Mv-Apply is a godsend for Windows Event Log. Sometimes there is data we want that isn’t in the rendered description, or any other column. A while back I got pinged by someone with help extracting XML from the Event Log.

How my reaction went from help with KQL to help with XML in KQL.

Parse_XML and Mv-Apply to the rescue.

First lets look at the difference between the XML column and the Parsed XML column.

Parse_XML converted the XML to nested JSON key value pairs. From here we add Mv-Apply to get any data we want.


Event
| where EventLog == "Security"
| where EventID == "4625"
| mv-apply EventData = parse_xml(EventData).DataItem.EventData.Data on(
                    where EventData['@Name'] == 'Status'
                   | project Status = tostring(EventData['#text'])
)
| summarize TotalFailures=count() by Status, Computer

The way Mv-Apply works is that it allows you to filter inside the array by some property. You can create new fields with project and extend, or even summarize data from inside the Mv-Apply.

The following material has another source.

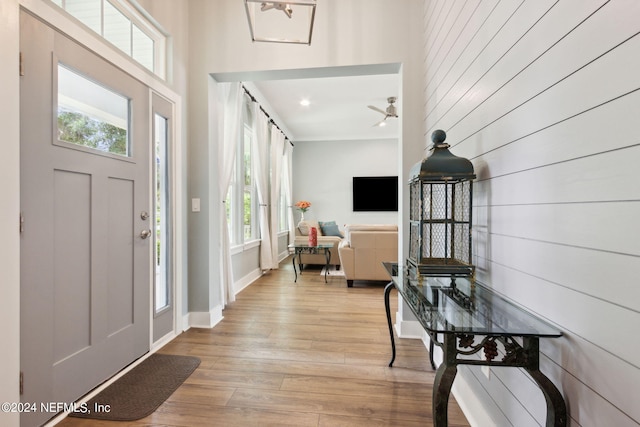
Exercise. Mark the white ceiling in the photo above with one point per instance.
(338, 106)
(338, 98)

Another example my colleague Graeme Bray used to get Windows Time Service issues. This one uses Parse_XML, Mv-Apply, bag_pack, make_bag, and evaluate bag_unpack.


Event
| extend EventData=parse_xml(EventData)
| project TimeGenerated, SourceSystem, Source, EventLog, EventData = EventData.DataItem.EventData.Data
| where Source == "Microsoft-Windows-Time-Service"
| mv-apply EventData on (
project entry=bag_pack(tostring(EventData["@Name"]),
tostring(EventData["#text"]))
| summarize make_bag(entry))
| evaluate bag_unpack(bag_entry,"data")

Evaluate bag_unpack will unpack all objects of your JSON and make them new columns, which is kind of neat. You can also handle conflicts with existing column names, or add a prefix to the column names.

Extract_JSON

This one wasn’t even originally planned to be part of this post. But Graeme came saying nothing he tried could get this data out of some Microsoft Defender logs.

The data he wanted was under AdditionalFields -> Metadata -> MachineEnrichmentInfo

I tried literally every method mentioned above. Nothing worked.

The data he wanted was in a column called MachineTagsJson.

This is a ridiculous query, don’t use it. But I wanted to show how absurd it was to get this data. Again I tried the other quick and dirty method above, mv-expand, evaluate bag_unpack. BUT! The field was now addressable. I sat there saying there has to be a better way. Some web searching later, I stumbled upon the extractjson function. It takes a json path, your column name, and object type.

This query worked.

AlertEvidence
| where ServiceSource contains "Endpoint"
| where AlertId == "da23f560cc-f198-4cb6-bd68-0a78ba946417_1"
| extend test = extractjson("$.Metadata.MachineEnrichmentInfo", AdditionalFields, typeof(string))
| extend Tags = extractjson("$.MachineTagsJson", test, typeof(string))

Voila! MachineTagsJson addressable.

Whats interesting, is that I could not do:

extractjson(“$.Metadata.MachineEnrichmentInfo.MachineTagsJson”, AdditionalFields, typeof(string))

That didnt work, so I had to do a second line with another extractjson.